Cada vez que sale de su cocina, el mundo le huele a poco. Cada vez que sale de sus fogones, el color de la calle le parece gris, cada vez que sale de sus aromas, nada le sabe igual.

Javi vive en la cocina de su restaurante, con horarios excesivos y con calores infernales y se maneja con la misma destreza entre las trufas más caras del mercado o los boliches más naturales del pueblo. Javi lleva los fogones metidos en sus sentidos, en los cinco, y la cocina la convierte cada mañana en su particular estudio. Si el talante está creativo la cocina que salga hoy será colorista , con postres llamativos, abundantes y tropicales; si Javi anda tristón seguro que los fogones hoy se apagan y se enciende el horno para dorar a fuego lento sus emociones.

Javi siempre quiso ser cocinero y ha logrado ser cocinero de esos que viven la cocina como un taller donde se elabora arte, seguramente del más perecedero, pero arte para el paladar. Cuando cada mañana entra a su cocina la encuentra brillante, enviándole desde las perolas guiños de complicidad que esperan respuesta del talento de Javi. Cuando , de madrugada, acaba la jornada, la cocina es un campo de batalla donde la imaginación una vez más ha vencido y lo mediocre ha caído derrotado.
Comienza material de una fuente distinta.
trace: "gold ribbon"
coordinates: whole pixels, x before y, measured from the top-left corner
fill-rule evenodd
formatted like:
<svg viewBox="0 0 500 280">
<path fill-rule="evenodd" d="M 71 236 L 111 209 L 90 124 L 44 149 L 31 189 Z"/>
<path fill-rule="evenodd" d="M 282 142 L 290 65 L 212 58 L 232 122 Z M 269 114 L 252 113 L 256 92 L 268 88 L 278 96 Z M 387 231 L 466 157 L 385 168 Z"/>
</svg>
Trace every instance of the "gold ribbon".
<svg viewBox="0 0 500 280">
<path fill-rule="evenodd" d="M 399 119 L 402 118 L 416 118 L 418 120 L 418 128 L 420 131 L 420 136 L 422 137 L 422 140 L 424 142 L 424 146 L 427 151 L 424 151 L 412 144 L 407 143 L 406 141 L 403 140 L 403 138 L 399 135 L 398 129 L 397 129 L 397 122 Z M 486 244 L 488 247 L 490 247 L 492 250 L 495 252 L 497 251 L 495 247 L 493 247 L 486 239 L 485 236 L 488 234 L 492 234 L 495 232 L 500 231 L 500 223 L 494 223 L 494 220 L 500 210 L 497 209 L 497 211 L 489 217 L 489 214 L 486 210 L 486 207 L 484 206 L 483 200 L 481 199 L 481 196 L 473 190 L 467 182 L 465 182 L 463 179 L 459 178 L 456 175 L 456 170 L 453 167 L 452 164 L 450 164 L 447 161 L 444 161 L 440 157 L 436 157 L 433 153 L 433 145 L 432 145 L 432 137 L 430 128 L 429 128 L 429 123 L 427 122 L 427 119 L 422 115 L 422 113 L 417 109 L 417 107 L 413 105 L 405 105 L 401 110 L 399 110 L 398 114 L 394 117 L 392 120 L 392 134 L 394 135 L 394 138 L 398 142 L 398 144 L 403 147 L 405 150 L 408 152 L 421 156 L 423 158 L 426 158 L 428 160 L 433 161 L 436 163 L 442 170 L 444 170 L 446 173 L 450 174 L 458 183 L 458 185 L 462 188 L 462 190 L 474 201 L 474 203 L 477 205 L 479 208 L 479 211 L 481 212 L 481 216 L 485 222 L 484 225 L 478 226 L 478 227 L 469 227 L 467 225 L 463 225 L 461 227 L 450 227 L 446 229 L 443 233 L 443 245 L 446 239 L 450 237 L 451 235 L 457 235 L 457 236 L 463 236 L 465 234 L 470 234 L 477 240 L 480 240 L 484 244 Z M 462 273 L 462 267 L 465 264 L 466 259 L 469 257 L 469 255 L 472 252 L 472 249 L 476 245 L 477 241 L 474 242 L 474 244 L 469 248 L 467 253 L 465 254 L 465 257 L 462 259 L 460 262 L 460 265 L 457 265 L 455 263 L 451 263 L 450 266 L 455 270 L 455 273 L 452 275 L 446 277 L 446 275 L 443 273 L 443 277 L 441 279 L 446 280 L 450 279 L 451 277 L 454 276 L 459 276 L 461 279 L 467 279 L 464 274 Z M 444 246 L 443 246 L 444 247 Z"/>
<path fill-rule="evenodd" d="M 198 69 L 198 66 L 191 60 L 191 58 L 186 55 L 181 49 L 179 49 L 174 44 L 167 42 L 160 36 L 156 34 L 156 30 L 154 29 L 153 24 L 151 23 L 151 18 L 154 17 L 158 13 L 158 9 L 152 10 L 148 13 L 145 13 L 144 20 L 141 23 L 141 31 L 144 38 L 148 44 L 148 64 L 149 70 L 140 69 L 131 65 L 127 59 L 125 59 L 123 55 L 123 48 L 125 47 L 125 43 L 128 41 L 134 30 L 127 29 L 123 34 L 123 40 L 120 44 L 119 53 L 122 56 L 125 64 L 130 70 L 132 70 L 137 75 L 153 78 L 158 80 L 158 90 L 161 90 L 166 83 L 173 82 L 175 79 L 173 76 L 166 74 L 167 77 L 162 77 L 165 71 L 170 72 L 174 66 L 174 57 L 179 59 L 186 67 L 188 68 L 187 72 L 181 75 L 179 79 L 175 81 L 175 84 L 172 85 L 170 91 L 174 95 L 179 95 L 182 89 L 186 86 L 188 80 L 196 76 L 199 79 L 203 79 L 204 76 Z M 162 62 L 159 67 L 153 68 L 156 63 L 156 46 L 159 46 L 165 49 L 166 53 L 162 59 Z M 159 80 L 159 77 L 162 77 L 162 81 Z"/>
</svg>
En la cocina de Javi se cuecen sus mejores sueños gastronómicos y se fríen las ideas más chispeantes.

Javi es cocinero, Javi nació cocinero, Javi vive para crear y cuando te presenta el plato no sabes si sacarle un fotografía y enmarcártelo o proceder y comértelo. Si te lo comes todo será el mejor homenaje, aunque a veces de pena destruir una obra tan perecedera y en ocasiones, te comerías hasta la firma del autor, si la hubiera. Que no sé por qué no la hay.